On Christmas Eve, both in a letter and a satsang with the community, Swamiji shared an experience he had while still in the hospital.
“I became aware of an actual dark force trying to bring Master’s work down, to keep him small, nothing more than a loving ‘saintlet,’ the ‘beloved founder’ of an organization.
“Fighting against that darkness, I felt a powerful, expansive force of Light that wants to use Master’s life and teachings to usher in a new age of Dwapara, to change, inspire, and guide all of humanity.
“The present legal battle is not between two organizations, but between two entirely different concepts of Master’s mission. It is the material expression of a war of ideas happening on the causal plane.

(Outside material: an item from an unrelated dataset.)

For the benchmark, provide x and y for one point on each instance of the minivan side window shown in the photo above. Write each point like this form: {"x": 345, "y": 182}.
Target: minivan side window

“I was just recovering from surgery, but I stayed up until well past 1:00 a.m., praying deeply, trying to attune myself to the expansive forces of Light. I felt that force as entirely impersonal, caring not at all for forms, persons, positions, or dogmas. Anyone who tunes into that power, no matter what their spiritual path or position in life, can be an instrument for a great wave of Divine Light sweeping over the planet.
“For the welfare of this world, for the good of humanity, for the fulfillment of Master’s cosmic mission, the expansive force must win. No one organization, person, or statement of beliefs can ever, even remotely, define what Master brought. His is a glorious work—so important, so great, that we, as individuals, count for nothing, except as we offer our lives in service to Divine Light and Divine Love.”